In a story coming from our friends down-under, we've learned that one radiology practice is offering to scan strawberries after needles were found in a handful, leading to a national fruit contamination scare.
The humble strawberry has had a rough go in the last few weeks, but one Mudgee business is doing its part to bring people’s confidence back to Australia’s favorite tiny red fruit.
Just not in the way you’d expect.
Mudgee Radiology is offering to X-Ray punnets of strawberries at no charge for consumers concerned about finding any potentially harmful artifacts inside.
Radiologist Uschi Rowlands was horrified to see the impact the removal and destruction of strawberries was having on an already strained farming industry.
“We’re really fond of farmers here at Mudgee Radiology, we’ve done a lot raising money during the drought and I was just horrified to see beautiful strawberries being thrown out and farmers losing their crops and their livelihood.” she said.
You can bring your punnets into Mudgee Radiology for a quick scan where you can be shown on a digital display what - if anything - is inside the fruit.
“I think Mudgee people are sensible and they’re just trying to support the farmers and are cutting the strawberries up.”
“But if that isn’t giving them enough confidence still, I’m happy for them to come in and we can just X-Ray them really quickly at no charge and try and get the to keep buying the strawberries to support our farmers.”

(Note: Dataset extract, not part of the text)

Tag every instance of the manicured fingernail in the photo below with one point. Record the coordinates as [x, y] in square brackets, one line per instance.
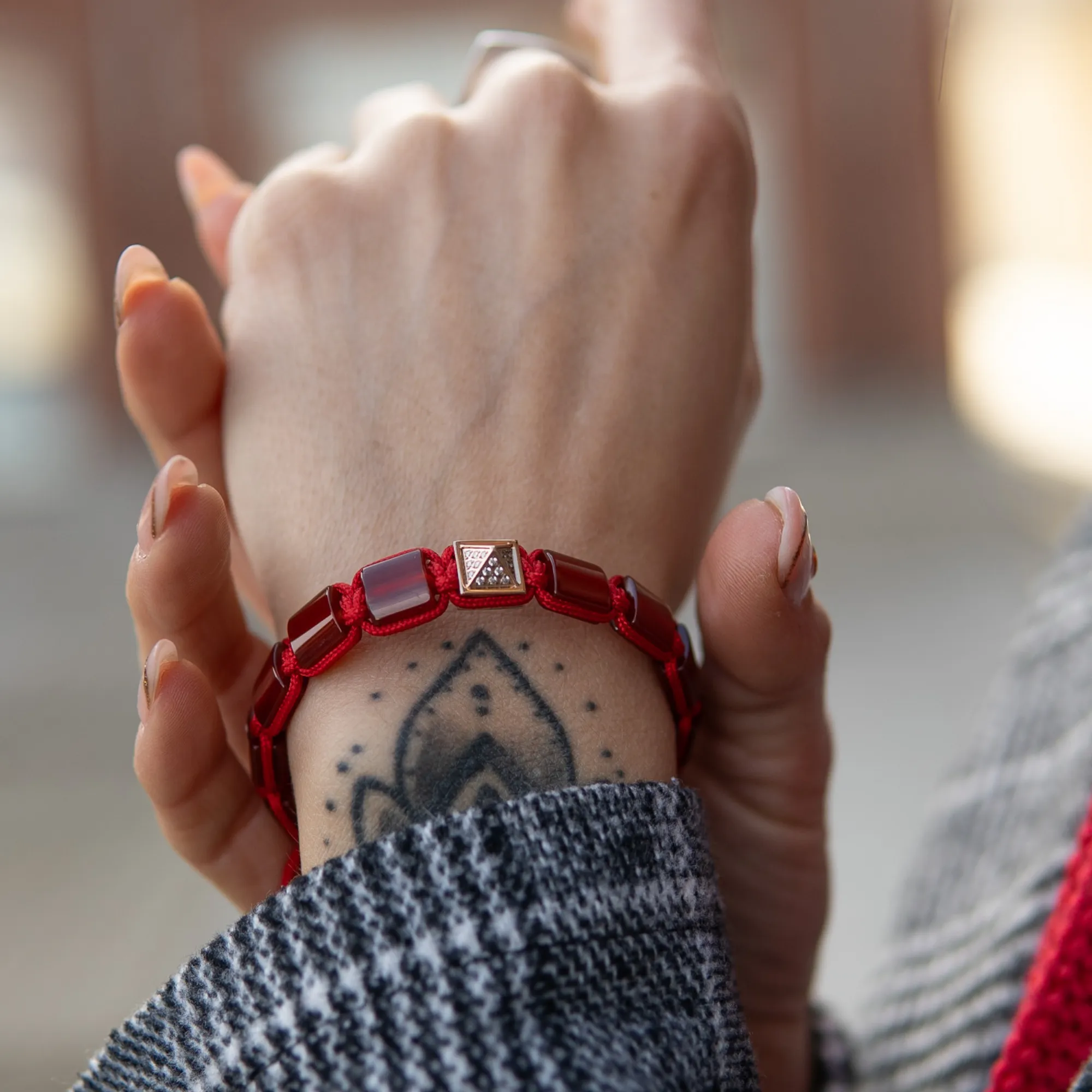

While they haven’t had too many people taking them up on their offer, they’re just happy to be helping in any way they can.
“We’ve only had a couple so far, all the staff are doing it because it’s right here.
We’re trying to buy strawberries every day,” she said.
“I think that most people in Mudgee are chopping before they chomp. We’ve got enough people suffering through this terrible drought,”
“We’re just trying to do our bit here at Mudgee Radiology.”
Uschi notes that the strawberries do not absorb any radiation as part of the process and that food suppliers often X-Ray their products before they hit store shelves.